8; L. pectinatum abn. (only after gonioscopy), (hierbij bekijkt men de druk van de oogbol en de aanleg van de hoek waar de afvoer van het vocht plaats vindt, Glaucoom)
Resultaten geldig voor 12 maanden;
11; Entropion / Trichiassis, (omstulping van de oogleden naar binnen)
12; Ectropion / Macroblepharon, (omstulping van de oogleden naar buiten)
13; Distichiasis / Ectopische cilie, (groei van extra wimperhaartjes aan de binnenkant van de oogleden )
14; Cornea dystrophie, (aandoening van één of meerdere lagen van de hoorvlies)
15; Cataract (niet-congenitaal), (het troebel worden van de ooglens)
16; lensluxatie (primair), (verplaatsing van de lens)
17; Retina degeneratie (PRA), (het netvlies wordt steeds dunner)
18; anders ..
De Langhaar Vizsla;
Zo nu en dan wordt er een langharige Vizsla geboren.
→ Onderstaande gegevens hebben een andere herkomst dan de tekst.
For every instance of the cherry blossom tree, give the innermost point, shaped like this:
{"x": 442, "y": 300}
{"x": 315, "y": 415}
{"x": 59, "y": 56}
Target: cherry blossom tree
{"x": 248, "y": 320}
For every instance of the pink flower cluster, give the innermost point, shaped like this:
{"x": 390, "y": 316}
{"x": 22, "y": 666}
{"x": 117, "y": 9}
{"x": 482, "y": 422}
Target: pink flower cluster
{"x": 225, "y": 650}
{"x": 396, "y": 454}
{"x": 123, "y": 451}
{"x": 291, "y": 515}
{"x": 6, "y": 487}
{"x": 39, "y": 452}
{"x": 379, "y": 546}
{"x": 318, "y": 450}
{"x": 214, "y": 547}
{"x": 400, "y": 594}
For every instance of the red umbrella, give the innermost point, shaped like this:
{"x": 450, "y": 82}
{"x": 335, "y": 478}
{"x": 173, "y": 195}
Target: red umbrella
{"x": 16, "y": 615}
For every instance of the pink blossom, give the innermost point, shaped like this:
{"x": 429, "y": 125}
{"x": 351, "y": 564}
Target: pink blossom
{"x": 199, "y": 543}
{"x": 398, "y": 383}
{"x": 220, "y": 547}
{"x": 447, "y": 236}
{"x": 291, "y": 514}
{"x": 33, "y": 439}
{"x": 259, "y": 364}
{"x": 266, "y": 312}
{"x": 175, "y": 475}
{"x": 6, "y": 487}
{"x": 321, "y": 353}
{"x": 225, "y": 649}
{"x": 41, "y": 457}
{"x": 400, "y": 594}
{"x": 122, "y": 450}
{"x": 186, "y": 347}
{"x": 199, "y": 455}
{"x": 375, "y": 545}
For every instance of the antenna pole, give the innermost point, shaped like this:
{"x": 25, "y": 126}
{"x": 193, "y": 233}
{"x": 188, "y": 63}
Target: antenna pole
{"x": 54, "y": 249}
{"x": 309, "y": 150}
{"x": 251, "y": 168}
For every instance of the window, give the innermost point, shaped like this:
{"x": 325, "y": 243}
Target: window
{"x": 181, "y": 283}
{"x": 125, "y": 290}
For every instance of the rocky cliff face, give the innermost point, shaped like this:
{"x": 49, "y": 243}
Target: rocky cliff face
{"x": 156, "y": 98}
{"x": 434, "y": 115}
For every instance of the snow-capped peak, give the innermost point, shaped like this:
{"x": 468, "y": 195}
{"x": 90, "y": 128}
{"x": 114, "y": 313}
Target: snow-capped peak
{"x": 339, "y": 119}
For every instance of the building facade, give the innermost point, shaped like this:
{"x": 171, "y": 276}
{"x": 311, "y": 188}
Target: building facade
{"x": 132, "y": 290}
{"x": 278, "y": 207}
Dat heeft het ras te danken aan de inmenging van de Ierse Setter. Het gen dat verantwoordelijk is voor langhaar, is niet bij alle Vizsla's aanwezig en tegenwoordig kan je de hond of (beide) ouderdieren uitstekend laten testen op de aanwezigheid van het gen.
Bij de langharige Vizsla's, geboren in Nederland, wordt de aantekening "niet erkende variëteit " op de stamboom vermeld.
Een langharige Vizsla voldoet niet aan de rasstandaard en wordt daarom niet tot exterieurkeuringen toegelaten of voor de fok ingezet.
Een langharige Vizsla heeft uit twee Korthaar ouders heeft vaak een vacht die lijkt op die van de Ierse Setter. Maar het kan ook zijn dat er slechts enkele lange haren aanwezig zijn.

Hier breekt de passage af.